Other innovative designs make this ship extremely useful to the FDNY. The Three Forty Three features a forward ballast tank which lowers the boat in the water to match its deck with larger ferries that operate in the waters around New York City. This feature will allow the fireboat to safely transfer and evacuate people in an emergency. The ship's pilot house is configured to allow the Captain a 360-degree view of an operation, which can assist with maneuvering the vessel in tight quarters. In addition, the Three Forty Three has a command and control area where the ship's officers will be able to monitor and direct fire operations with the aid of remote cameras and state-of-theart communication equipment.
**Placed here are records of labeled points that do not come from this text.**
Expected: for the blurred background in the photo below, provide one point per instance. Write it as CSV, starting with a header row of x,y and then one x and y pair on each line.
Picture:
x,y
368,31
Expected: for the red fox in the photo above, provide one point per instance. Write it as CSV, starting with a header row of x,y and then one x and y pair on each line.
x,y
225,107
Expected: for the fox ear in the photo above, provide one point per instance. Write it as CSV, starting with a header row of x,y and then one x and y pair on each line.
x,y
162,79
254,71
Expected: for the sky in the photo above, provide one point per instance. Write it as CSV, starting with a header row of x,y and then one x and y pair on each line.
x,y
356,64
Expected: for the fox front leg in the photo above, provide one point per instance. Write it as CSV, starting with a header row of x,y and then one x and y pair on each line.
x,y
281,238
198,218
The Three Forty Three, and her sister ship Firefighter II (currently undergoing sea trials in Panama City, Florida), were paid for in large part by $54 million in grants from the Department of Homeland Security. The Three Forty Three's original design is from naval architectural firm Robert Allan Ltd. of Vancouver, B.C. The Three Forty Three was constructed by Eastern Shipbuilding Group of Panama City, Florida.




The Small Boat
(Marine 1 Alpha)

Our second boat is a quick response rescue vessel. When Marine 1 receives an alarm, we will determine which boat will respond. If the alarm is a report of a fire we will respond with the big boat (The Three Forty Three), or if we get a report of a person in the water or a small boat in distress, we will respond with the small boat. Our small boat is a 27' Safe Boat. This boat is made by Safe Boats International in Washington state.

This boat looks like an Avon boat (inflatable pontoons). The pontoons or collars on this boat are filled with rigid foam that will not fail. On an Avon type boat, if the pontoons fail, the boat will sink. The hull of this boat is sealed and pressure tested, no bilge. It is self bailing without any forward motion. This boat is unsinkable and fully functional even without the collars. The boat is propelled by two 250 horsepower, 4 stroke, Yamaha outboards. The boat skims across the top of the waves at 50 miles per hour. This speed has proven to be needed.

In the first year of service Marine 1 has saved the lives of 4 people and 2 dogs. The boat was delivered to Maine 1 in April of 2006. The electronics on this boat are state of the art, with 3 Motorola radios, to communicate with fire and police units. There are two VHF radios to communicate with Coast Guard, police boats, and other vessels on the water. A Furuno radar and G.P.S. system to guided us through fog, darkness, and into shallow water. On the bow of the boat is a small fire pump that can be used on small boat fires or under pier fires. We carry water rescue equipment to help and protect the firefighters when we have to enter the water for a rescue. Then, when we have to treat a person, we have CFR-D equipment (Certified first responder with defibrillator).